Pourra-t-on arriver à des licenciements faute de résultats satisfaisants ?

AV : Ça reste possible ; même si on ne l’a jamais fait jusqu’ici. Si cela s’avère nécessaire, on va y arriver.

Va-t-on vers une utilisation optimale du personnel de Crtv, du moins les journalistes qui sont quand même nombreux et qu’on ne voit pas toujours sur les antennes ?

AV : Oui, je vous l’accorde. On ne les voit pas toujours. Je reconnais qu’il y a des gens qui flemmardent et ne méritent pas leur salaire, mais il y en a aussi qui le méritent amplement. Je crois pouvoir exprimer de manière générale une certaine satisfaction du travail qui est fait. Même s’il y a cette loi de Pareto qui voudrait que dans une organisation, 20% des travailleurs se tapent le boulot, tandis que 80% se prélassent. On va essayer de lutter contre cette tendance.

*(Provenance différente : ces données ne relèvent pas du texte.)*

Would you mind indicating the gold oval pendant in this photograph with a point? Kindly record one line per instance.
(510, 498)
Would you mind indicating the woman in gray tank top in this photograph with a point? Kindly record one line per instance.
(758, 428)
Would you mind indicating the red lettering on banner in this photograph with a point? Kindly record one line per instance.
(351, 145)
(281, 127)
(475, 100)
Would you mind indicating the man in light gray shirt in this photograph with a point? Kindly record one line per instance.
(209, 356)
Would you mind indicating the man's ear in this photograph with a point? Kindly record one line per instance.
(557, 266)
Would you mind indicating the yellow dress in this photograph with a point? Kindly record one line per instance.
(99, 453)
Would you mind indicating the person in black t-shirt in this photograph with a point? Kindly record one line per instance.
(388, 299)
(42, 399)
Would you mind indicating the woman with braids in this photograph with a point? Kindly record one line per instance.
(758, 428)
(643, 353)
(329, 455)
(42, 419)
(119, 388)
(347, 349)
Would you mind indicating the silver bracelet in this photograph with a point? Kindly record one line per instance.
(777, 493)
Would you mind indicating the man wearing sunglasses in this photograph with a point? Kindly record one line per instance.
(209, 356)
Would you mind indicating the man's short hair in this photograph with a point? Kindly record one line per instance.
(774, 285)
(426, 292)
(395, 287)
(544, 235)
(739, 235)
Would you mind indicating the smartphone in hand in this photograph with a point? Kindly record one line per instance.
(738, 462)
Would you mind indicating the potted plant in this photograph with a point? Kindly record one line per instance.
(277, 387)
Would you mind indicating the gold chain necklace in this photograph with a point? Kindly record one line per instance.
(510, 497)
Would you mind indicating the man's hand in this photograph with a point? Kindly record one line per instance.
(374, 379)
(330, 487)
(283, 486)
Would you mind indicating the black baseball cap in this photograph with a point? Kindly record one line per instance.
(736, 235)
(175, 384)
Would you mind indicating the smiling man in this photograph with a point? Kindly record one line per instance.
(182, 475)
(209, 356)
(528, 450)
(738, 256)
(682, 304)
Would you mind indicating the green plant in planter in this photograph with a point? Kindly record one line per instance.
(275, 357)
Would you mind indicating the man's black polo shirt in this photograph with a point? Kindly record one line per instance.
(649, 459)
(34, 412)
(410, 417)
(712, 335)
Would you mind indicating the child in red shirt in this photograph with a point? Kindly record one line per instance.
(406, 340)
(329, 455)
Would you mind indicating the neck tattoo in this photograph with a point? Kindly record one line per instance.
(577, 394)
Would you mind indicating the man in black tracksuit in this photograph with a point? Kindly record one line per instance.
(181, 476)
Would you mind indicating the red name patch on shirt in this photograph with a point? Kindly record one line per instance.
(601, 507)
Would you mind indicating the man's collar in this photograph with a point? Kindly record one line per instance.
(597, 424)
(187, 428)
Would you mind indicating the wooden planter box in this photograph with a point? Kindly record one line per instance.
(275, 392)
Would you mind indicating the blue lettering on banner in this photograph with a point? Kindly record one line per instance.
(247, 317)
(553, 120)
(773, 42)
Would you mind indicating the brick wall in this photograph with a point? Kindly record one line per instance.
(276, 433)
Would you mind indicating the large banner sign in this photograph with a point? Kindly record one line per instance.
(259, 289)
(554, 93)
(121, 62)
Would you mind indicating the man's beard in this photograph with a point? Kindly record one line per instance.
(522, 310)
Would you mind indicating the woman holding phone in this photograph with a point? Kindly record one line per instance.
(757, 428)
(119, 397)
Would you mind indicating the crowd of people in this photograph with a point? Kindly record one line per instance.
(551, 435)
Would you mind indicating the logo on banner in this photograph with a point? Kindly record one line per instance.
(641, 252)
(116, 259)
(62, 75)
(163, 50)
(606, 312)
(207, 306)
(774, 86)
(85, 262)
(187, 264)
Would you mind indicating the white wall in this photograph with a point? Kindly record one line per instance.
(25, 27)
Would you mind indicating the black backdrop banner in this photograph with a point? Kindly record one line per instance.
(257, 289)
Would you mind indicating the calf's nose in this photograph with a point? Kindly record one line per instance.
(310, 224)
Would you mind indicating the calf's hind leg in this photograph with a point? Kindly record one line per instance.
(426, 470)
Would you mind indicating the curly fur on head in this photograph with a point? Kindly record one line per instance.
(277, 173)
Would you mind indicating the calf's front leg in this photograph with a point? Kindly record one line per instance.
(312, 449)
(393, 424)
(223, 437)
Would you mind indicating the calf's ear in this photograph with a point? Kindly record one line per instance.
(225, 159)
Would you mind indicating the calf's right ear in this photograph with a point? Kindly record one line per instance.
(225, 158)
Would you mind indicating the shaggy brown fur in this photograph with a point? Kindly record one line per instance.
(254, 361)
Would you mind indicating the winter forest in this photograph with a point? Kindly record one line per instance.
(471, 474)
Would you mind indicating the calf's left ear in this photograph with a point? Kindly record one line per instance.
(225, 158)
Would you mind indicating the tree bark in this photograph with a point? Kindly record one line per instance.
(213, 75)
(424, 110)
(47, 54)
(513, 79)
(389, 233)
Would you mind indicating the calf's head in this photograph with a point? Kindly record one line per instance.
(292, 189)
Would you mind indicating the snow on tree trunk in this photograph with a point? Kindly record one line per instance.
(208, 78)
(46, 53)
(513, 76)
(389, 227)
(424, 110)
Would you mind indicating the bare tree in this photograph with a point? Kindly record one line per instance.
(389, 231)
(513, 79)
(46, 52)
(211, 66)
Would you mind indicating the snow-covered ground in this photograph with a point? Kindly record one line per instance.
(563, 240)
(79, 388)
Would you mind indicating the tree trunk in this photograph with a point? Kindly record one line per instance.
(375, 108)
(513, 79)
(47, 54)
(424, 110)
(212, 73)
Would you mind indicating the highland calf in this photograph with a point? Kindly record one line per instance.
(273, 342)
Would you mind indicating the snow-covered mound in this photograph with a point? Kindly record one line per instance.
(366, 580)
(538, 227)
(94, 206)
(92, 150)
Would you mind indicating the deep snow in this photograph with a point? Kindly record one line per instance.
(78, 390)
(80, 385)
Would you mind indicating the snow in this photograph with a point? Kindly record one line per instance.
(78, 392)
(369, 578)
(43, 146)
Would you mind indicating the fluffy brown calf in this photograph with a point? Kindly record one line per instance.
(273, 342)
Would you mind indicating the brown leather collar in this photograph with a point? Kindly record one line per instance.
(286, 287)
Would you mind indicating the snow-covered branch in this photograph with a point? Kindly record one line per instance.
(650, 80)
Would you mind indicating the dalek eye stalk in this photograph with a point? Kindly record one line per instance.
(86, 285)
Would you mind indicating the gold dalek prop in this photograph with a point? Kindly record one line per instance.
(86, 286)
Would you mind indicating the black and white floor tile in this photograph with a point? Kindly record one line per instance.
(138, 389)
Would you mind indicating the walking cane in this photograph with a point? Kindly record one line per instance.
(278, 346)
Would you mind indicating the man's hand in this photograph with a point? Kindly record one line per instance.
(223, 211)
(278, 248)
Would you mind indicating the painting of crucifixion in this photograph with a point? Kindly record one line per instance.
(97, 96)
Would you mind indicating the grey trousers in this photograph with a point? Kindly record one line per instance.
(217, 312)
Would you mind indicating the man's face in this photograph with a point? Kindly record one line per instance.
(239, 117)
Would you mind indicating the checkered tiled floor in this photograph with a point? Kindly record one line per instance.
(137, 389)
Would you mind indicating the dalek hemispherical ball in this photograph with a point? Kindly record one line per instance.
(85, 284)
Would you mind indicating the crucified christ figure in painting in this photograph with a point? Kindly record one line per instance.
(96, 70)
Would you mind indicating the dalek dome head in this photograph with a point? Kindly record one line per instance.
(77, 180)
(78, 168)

Pourtant, au terme des dernières nominations, beaucoup de journalistes occupent des postes. Est-ce que la place du journaliste est dans un bureau ?

AV : J’aime à dire en plaisantant que notre structure est une armée mexicaine dont on dit que tout le monde a des galons. Mais c’est une nécessité. Nous ne sommes pas une industrie. Il y a d’importantes activités intellectuelles à faire. De toutes les façons, les métiers sont tellement nombreux que vous ne pouvez pas les regrouper absolument. Le plus important ; c’est d’avoir un modèle économique qui permette à l’organisation de fonctionner, c’est-à-dire pouvoir payer tous ces gens. Si je peux les payer, ça ne dérange personne qu’il y ait des généraux et des colonels.

Une armée mexicaine pour quelle efficacité ?

AV : Il faut des gens pour encadrer le personnel et organiser le travail. Maintenant ces encadreurs ont des talents de journalistes qui sont utilisés au niveau de l’antenne.

Pour finir, que devient le directeur général de Crtv alors que deux directions centrales été créées, l’une pour la radio et l’autre pour la télévision ?

AV : La structuration repose sur une préoccupation centrale : le contenu. La création des directions centrales signifie qu’on donne une relative autonomie aux deux médias que sont la radio et la télévision, puis il y a aussi une direction centrale de la diffusion à laquelle on donne aussi des moyens. A partir de là, chaque direction centrale a une sous-direction des finances afin que les ressources soient mises à disposition plus facilement et rapidement que du temps où il y avait une direction de l’administration et des finances pour l’ensemble de maison. Vous voyez que la direction générale n’a rien perdu de sa substance. Encore que si c’était le cas, avec pour conséquence une Crtv plus efficace, ce serait un bon prix à payer. Mais ce n’est pas le cas, car c’est moi qui débloque les ressources mises à la disposition des directions centrales. La stratégie globale c’est moi qui l’arrête en dernier ressort.